“Jangan rindu, berat. Kau tak akan kuat. Biar aku saja.”
Kalimat ini adalah salah satu petikan yang banyak dipetik saat ini. Tentang perkataan seorang remaja kepada “teman” wanitanya. Tampak indah memang, walaupun kalimat itu jelas merupakan gombalan yang dipoles dengan permainan kata-kata. Siapa yang bisa mengatur rindu atau tidak? Siapa yang bisa menanggung rindu orang lain? Jika yang dirindukan adalah orang tersebut, bagaimana ia menggantikannya? Omong kosong, bukan?
Artikel ini tidak hendak mencela atau mempermasalahkan kaimat tersebut, hanya saja saya ingin sekali mengajak para pembaca sekalian untuk bangun dari imajinasi romantis yang melenakkan. Bangun dan bergegaslah lihat sekitar. Ada keadaan genting melanda generasi kita. Para orang tua, para pendidik, para pejabat, para pemerhati generasi dan masyarakat yang terhormat. Mohon lihatlah, di Wajo sana, ada seorang murid mempolisikan gurunya hanya karena dicubit. Beritanya viral di internet.

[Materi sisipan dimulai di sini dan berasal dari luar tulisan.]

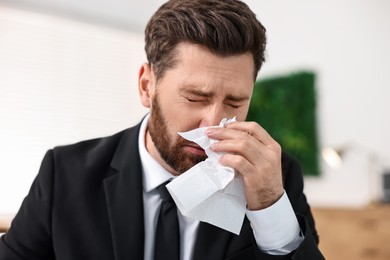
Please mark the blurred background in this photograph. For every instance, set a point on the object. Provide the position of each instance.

Beberapa tahun yang lalu, seorang tenaga pendidik (adik kelas saya di kampus) juga dipenjara karena dituduh mencubit anak didiknya. Berita terakhir, seorang anak SMA di Sampang, Jawa Timur menganiaya gurunya hingga mengakibatkan kematian lantaran diingatkan karena tidur di kelas. Sungguh mengejutkan sekaligus menyedihkan sekali.
Tapi itulah fakta tentang generasi pengganti kita yang harus kita telan saat ini. Padahal, bangsa Indonesia terkenal dengan kesantunan dan keberadabannya. Namun saat ini, entah karena tuntutan kemajuan atau karena longgarnya aturan, atau mungkin juga HAM yang kebablasan. Wallahu a’lam apa penyebab utamanya. Terasa generasi muda semakin kurang ajar dan seenaknya.
Parahnya, mereka bukan hanya kurang ajar antara teman sekelas atau sekolah, namun juga pada guru – guru dan bahkan pada masyarakat luas. Pada tingkat yang lebih serius sampai pada tindakan kriminal berat seperti narkoba, perampokan atau penjarahan, pemerkosaan, pembunuhan dan lain sebagainya. Laa hawla wa laa quwwata illa billah.
Ironisnya, hukum dan peradilan pun kurang represif dan proporsional dalam menjawab tindakan-tindakan kriminal mereka hanya karena mereka di bawah umur. Padahal kriminal dan kejahatan mereka sama besarnya dengan yang dilakukan orang-orang dewasa yang tentunya harus dipertanggungjawabkan dengan seadil-adilnya.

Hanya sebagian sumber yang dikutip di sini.